Quando ho saputo di questo cambiamento ho pensato due cose. Prima di tutto a Roma – Slavia Praga, 19 marzo 1996. Partita di ritorno dei quarti di finale di Coppa Uefa. Si gioca allo Stadio Olimpico e la Roma deve recuperare due reti (a Praga ha perso 2-0).
 
Quella partita finirà 2-0 ai tempi regolamentati. Poi a supplementari la Roma segnerà il terzo gol, ma sarà beffata da un gol balordo di tale Vavra, che in un momento storico in cui il calcio capitolino dava poche soddisfazioni divenne un paladino laziale e un nemico giurato dei romanisti. Con quel 3-1 il risultato finale fu di 3-3 e per quanto spiegato sopra, venne premiata la squadra che fece più gol furi casa. Cioè lo Slavia Praga.

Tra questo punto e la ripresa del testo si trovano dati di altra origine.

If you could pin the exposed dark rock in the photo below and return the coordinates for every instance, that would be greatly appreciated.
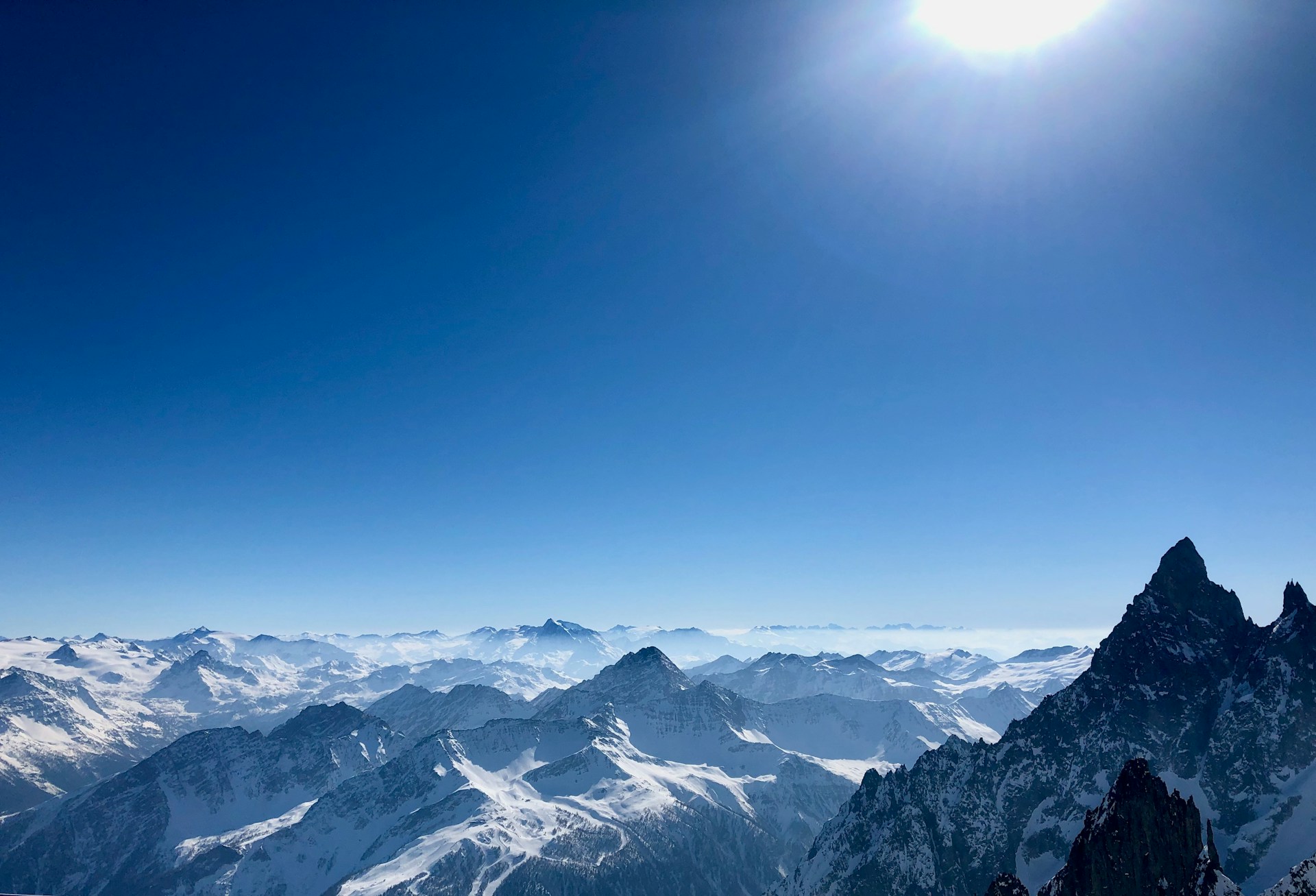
(1141, 840)
(1007, 884)
(1184, 681)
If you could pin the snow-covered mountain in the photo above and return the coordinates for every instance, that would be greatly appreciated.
(1300, 880)
(171, 821)
(565, 648)
(961, 692)
(637, 781)
(56, 737)
(1223, 707)
(685, 646)
(417, 714)
(520, 679)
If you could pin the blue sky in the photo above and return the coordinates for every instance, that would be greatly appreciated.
(400, 316)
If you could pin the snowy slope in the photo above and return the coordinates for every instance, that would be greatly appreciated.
(1223, 707)
(637, 781)
(417, 712)
(170, 820)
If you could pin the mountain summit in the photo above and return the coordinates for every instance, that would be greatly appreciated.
(1184, 681)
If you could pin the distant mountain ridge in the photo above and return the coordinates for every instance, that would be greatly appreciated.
(148, 692)
(1226, 708)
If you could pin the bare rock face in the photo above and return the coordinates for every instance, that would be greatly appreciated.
(1184, 679)
(1007, 884)
(1140, 840)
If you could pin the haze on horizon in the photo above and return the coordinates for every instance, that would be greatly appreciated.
(420, 316)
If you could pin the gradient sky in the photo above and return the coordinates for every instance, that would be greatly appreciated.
(422, 315)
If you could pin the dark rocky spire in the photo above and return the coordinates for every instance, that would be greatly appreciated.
(1140, 840)
(1295, 599)
(1007, 884)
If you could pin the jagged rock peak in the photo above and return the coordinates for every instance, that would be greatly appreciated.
(1007, 884)
(1182, 569)
(1181, 586)
(1141, 840)
(1295, 599)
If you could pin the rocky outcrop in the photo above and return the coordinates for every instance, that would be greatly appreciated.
(1184, 681)
(1140, 841)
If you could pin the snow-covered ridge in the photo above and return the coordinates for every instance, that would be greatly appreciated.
(637, 781)
(140, 694)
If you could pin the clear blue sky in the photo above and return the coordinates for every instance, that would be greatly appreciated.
(424, 315)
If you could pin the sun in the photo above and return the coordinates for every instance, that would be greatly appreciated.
(1002, 25)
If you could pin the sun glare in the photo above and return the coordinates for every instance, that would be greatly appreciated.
(1002, 25)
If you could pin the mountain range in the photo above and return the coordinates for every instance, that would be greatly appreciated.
(1177, 758)
(1220, 705)
(77, 711)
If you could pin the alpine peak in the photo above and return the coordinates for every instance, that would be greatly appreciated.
(1295, 599)
(1181, 568)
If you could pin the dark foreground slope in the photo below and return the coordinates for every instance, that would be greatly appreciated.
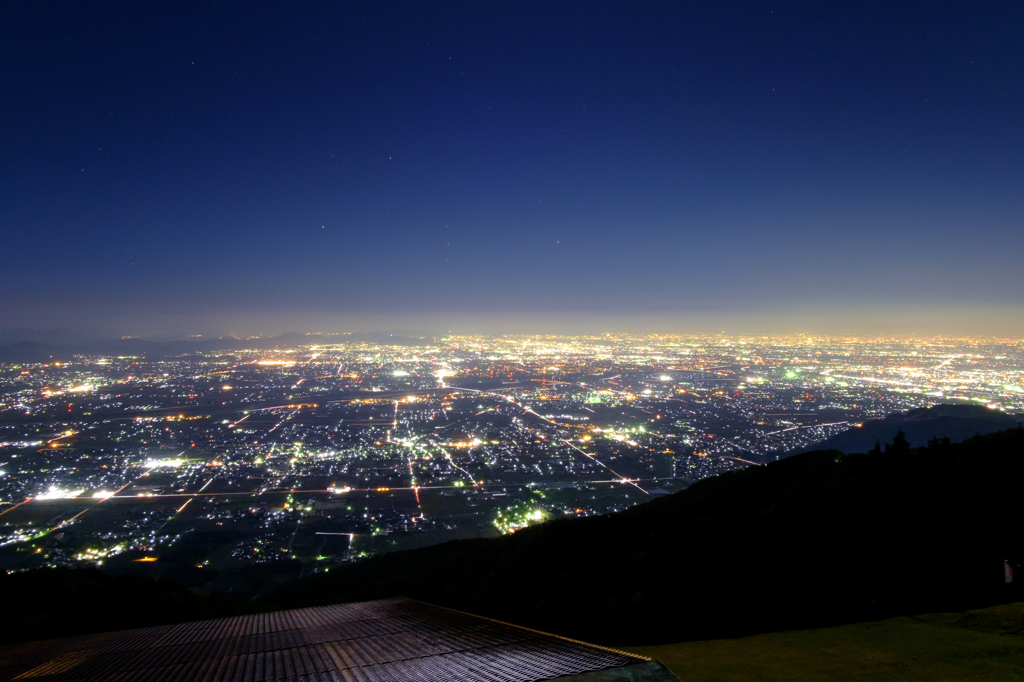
(56, 602)
(814, 540)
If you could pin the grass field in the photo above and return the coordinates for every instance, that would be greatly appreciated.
(984, 644)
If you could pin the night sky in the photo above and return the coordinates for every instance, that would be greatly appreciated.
(255, 168)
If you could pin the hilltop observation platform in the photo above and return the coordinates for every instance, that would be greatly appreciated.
(390, 639)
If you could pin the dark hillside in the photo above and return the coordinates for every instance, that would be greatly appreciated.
(956, 422)
(813, 540)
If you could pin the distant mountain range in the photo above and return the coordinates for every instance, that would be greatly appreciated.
(24, 347)
(956, 422)
(812, 540)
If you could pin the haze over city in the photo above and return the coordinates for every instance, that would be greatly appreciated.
(377, 339)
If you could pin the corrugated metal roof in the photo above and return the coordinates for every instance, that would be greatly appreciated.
(389, 639)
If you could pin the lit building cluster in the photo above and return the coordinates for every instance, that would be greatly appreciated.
(233, 470)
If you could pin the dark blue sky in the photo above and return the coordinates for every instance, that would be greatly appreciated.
(259, 167)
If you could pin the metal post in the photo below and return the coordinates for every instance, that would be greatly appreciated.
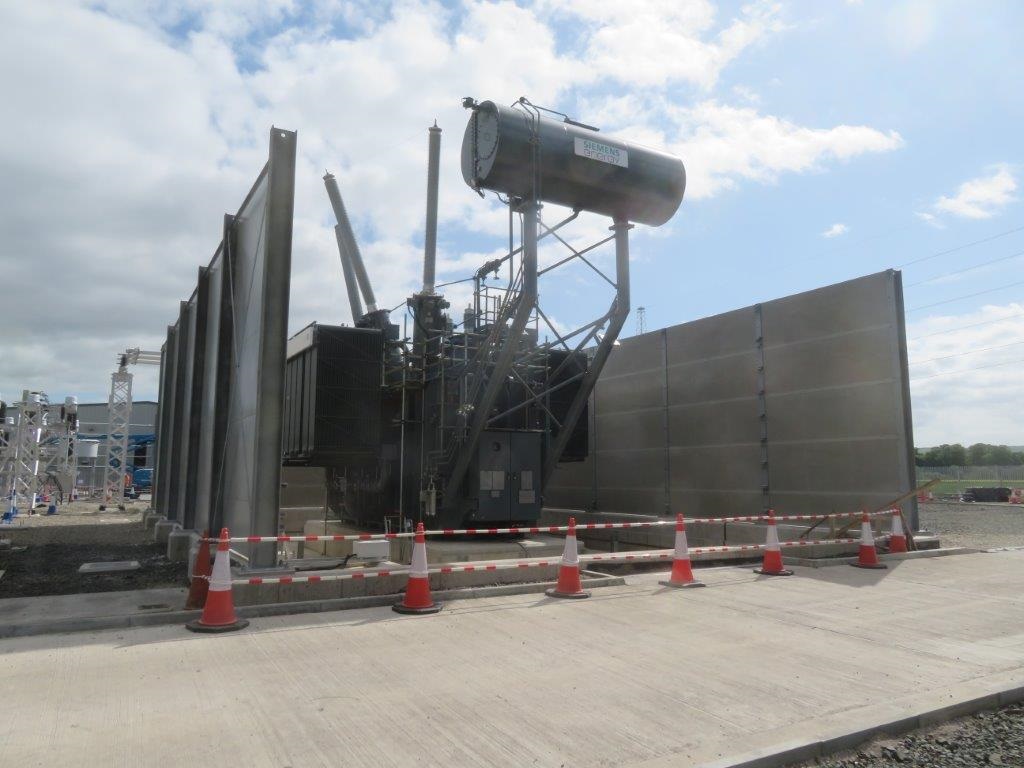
(433, 181)
(351, 247)
(526, 303)
(620, 311)
(354, 303)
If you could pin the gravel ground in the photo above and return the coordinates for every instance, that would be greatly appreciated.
(975, 525)
(45, 553)
(986, 738)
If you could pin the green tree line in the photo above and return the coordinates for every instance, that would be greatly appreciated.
(978, 455)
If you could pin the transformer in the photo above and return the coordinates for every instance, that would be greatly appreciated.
(462, 422)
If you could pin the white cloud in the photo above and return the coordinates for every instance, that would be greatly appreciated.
(722, 144)
(968, 397)
(140, 123)
(930, 219)
(983, 197)
(656, 42)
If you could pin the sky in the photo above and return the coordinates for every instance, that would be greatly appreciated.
(823, 140)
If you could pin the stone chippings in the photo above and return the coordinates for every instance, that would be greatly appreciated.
(994, 738)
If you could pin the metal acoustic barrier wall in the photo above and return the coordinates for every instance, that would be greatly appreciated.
(800, 403)
(222, 387)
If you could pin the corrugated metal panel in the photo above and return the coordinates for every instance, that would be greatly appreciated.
(801, 403)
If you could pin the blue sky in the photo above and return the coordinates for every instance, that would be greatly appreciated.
(892, 127)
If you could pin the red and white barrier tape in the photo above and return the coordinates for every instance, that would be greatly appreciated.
(522, 564)
(537, 528)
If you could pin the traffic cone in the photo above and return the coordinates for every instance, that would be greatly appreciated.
(417, 599)
(867, 557)
(682, 573)
(897, 540)
(772, 563)
(201, 576)
(568, 572)
(218, 613)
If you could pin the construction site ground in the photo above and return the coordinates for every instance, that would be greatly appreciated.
(638, 675)
(975, 525)
(45, 552)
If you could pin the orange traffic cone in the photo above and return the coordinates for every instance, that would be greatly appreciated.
(772, 563)
(218, 613)
(897, 540)
(682, 573)
(418, 598)
(201, 576)
(867, 557)
(568, 572)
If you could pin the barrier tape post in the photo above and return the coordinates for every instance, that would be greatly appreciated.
(772, 562)
(897, 539)
(682, 572)
(218, 613)
(201, 576)
(568, 585)
(417, 599)
(867, 556)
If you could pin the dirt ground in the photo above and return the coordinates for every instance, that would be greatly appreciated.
(975, 525)
(44, 552)
(986, 738)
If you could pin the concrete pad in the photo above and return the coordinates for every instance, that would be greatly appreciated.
(117, 566)
(162, 530)
(150, 519)
(638, 675)
(179, 544)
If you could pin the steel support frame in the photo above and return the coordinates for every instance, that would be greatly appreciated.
(25, 481)
(526, 301)
(616, 318)
(118, 425)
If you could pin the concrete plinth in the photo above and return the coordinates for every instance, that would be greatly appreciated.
(162, 530)
(179, 544)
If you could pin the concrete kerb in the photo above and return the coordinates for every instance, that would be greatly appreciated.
(822, 562)
(795, 751)
(590, 580)
(150, 519)
(162, 530)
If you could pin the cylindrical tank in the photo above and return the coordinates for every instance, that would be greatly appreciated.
(87, 449)
(580, 167)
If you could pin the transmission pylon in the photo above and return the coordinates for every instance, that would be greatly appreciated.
(25, 484)
(118, 425)
(60, 439)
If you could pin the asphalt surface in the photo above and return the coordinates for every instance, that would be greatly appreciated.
(974, 525)
(45, 553)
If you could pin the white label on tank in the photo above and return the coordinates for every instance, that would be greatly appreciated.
(586, 147)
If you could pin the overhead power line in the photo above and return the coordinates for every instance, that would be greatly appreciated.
(967, 296)
(967, 269)
(964, 328)
(970, 351)
(963, 247)
(967, 370)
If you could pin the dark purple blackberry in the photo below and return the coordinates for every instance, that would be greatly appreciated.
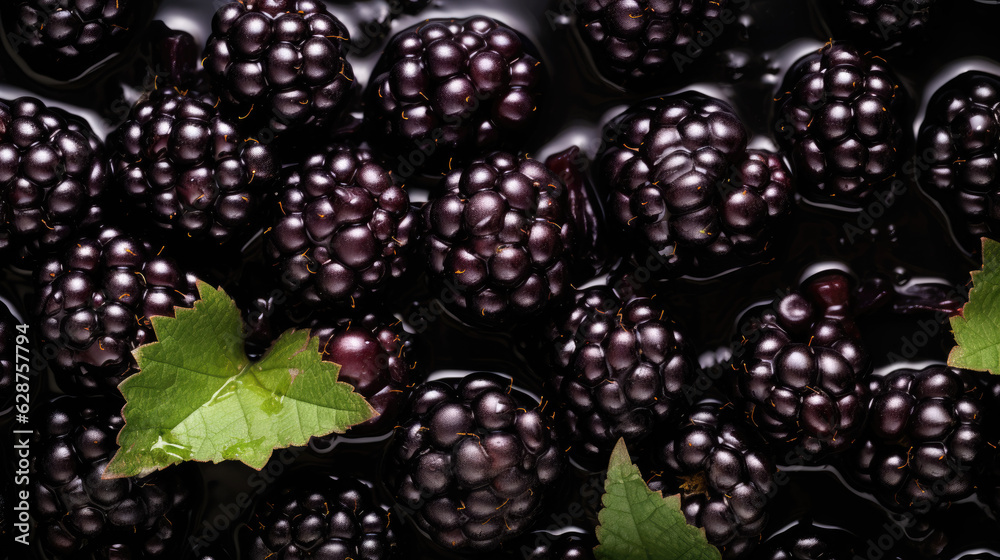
(53, 176)
(280, 63)
(724, 476)
(343, 229)
(377, 358)
(681, 182)
(499, 239)
(185, 168)
(841, 115)
(621, 367)
(448, 89)
(639, 42)
(926, 440)
(960, 143)
(79, 515)
(94, 304)
(474, 460)
(801, 369)
(326, 519)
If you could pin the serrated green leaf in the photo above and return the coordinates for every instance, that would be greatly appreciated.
(198, 397)
(977, 328)
(637, 523)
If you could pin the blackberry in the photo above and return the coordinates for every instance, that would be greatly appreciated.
(53, 176)
(841, 117)
(473, 461)
(185, 167)
(681, 182)
(81, 516)
(343, 230)
(960, 142)
(723, 473)
(638, 42)
(95, 301)
(280, 63)
(499, 239)
(926, 440)
(621, 367)
(801, 369)
(448, 89)
(326, 518)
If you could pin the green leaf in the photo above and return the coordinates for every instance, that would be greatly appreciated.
(639, 524)
(198, 397)
(977, 328)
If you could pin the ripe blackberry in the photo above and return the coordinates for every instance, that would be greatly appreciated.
(328, 518)
(926, 440)
(841, 116)
(724, 476)
(621, 367)
(473, 461)
(95, 301)
(79, 515)
(636, 42)
(681, 182)
(376, 357)
(280, 63)
(449, 89)
(801, 369)
(342, 228)
(960, 142)
(186, 168)
(53, 176)
(499, 239)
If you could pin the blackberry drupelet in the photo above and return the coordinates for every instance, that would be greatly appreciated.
(802, 369)
(474, 460)
(841, 116)
(621, 368)
(186, 168)
(724, 474)
(342, 229)
(95, 301)
(960, 142)
(53, 177)
(280, 63)
(500, 239)
(79, 515)
(682, 184)
(322, 519)
(448, 90)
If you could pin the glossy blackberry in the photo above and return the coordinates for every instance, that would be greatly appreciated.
(342, 230)
(447, 90)
(499, 239)
(802, 369)
(186, 168)
(723, 473)
(681, 183)
(79, 515)
(94, 304)
(280, 63)
(473, 461)
(926, 440)
(621, 368)
(328, 518)
(639, 42)
(840, 115)
(959, 142)
(53, 176)
(377, 357)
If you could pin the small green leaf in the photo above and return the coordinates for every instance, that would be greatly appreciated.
(639, 524)
(977, 328)
(198, 397)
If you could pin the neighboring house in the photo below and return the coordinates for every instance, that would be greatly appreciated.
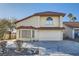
(41, 26)
(71, 29)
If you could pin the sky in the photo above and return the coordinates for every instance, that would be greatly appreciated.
(22, 10)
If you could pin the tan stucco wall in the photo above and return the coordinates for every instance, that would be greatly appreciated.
(40, 21)
(68, 31)
(53, 35)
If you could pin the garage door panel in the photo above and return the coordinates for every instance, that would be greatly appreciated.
(50, 35)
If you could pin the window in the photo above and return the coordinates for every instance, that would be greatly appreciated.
(26, 33)
(49, 20)
(33, 34)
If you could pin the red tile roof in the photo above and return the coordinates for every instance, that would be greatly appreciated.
(72, 24)
(25, 27)
(40, 28)
(47, 13)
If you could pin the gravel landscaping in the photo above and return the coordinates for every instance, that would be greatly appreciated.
(60, 48)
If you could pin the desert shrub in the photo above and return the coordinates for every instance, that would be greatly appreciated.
(3, 46)
(18, 45)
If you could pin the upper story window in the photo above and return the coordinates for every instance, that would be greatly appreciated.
(49, 20)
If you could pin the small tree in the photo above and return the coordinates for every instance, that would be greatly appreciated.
(71, 17)
(18, 45)
(3, 46)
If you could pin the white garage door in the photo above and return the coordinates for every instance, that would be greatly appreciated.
(50, 35)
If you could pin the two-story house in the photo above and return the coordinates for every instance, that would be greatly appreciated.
(41, 26)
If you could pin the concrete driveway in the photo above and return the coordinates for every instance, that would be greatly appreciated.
(65, 46)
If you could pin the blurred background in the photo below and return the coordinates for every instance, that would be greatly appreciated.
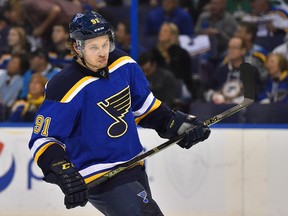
(190, 51)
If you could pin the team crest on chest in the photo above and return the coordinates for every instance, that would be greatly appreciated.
(116, 107)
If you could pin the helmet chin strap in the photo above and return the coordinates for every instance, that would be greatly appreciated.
(103, 72)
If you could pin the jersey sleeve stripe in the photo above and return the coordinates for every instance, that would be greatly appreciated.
(39, 143)
(77, 88)
(92, 177)
(120, 62)
(156, 104)
(147, 103)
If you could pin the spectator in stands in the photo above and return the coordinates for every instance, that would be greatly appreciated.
(39, 63)
(256, 54)
(226, 86)
(276, 88)
(238, 8)
(16, 42)
(42, 15)
(123, 38)
(282, 48)
(219, 25)
(270, 20)
(194, 7)
(4, 29)
(11, 82)
(162, 82)
(58, 53)
(13, 13)
(168, 54)
(169, 11)
(24, 110)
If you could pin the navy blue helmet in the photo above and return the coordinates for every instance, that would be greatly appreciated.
(89, 25)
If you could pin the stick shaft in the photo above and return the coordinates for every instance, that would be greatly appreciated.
(246, 102)
(247, 77)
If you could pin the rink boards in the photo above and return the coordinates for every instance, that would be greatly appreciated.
(238, 171)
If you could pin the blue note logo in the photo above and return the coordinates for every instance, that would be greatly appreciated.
(8, 175)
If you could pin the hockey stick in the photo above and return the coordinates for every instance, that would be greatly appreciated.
(247, 77)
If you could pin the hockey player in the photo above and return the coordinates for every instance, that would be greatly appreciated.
(87, 123)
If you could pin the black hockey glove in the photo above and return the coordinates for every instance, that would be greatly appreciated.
(183, 123)
(70, 181)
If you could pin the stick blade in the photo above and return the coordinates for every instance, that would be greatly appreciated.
(247, 76)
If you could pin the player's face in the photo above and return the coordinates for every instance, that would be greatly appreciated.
(96, 52)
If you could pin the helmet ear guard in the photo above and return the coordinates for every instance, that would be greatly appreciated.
(89, 25)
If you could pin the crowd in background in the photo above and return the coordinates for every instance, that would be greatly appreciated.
(33, 37)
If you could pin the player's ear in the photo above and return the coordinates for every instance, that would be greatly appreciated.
(77, 49)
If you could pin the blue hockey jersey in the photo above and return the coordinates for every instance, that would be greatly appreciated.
(94, 119)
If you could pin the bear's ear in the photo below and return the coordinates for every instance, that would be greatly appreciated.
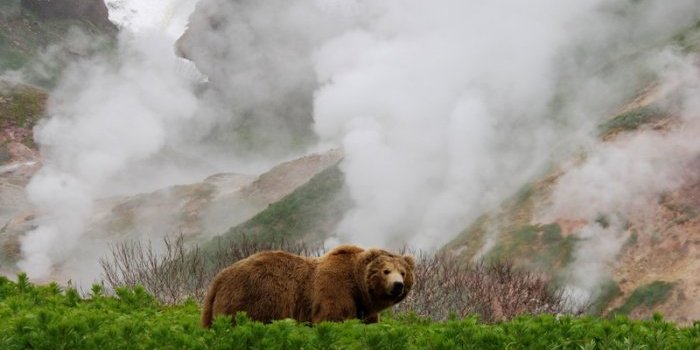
(411, 261)
(371, 254)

Tutto questo lo sto scrivendo perché quella vittoria del 19 marzo, che poi fu un pareggio, che poi fu una sconfitta, rappresenta per molti romanisti millennial il punto di non ritorno. Il momento in cui avviene il sacrificio al romanismo e al dio del calcio e si diventa un tutt’uno con la squadra tra gioie (poche) e dolori (tanti) nei secoli dei secoli. Quello che sto cercando di dire è che quella sconfitta di 25 anni fa fu un rito di iniziazione per molti ragazzini che capirono quanto è bello vincere pure se perdi e tifare una squadra che dà tutto, ma poi alla fine piange e piangi pure tu e ci si abbraccia e ti guardi con amici e parenti intorno a te e dici: vabbè oh. L’anno prossimo ci riproviamo.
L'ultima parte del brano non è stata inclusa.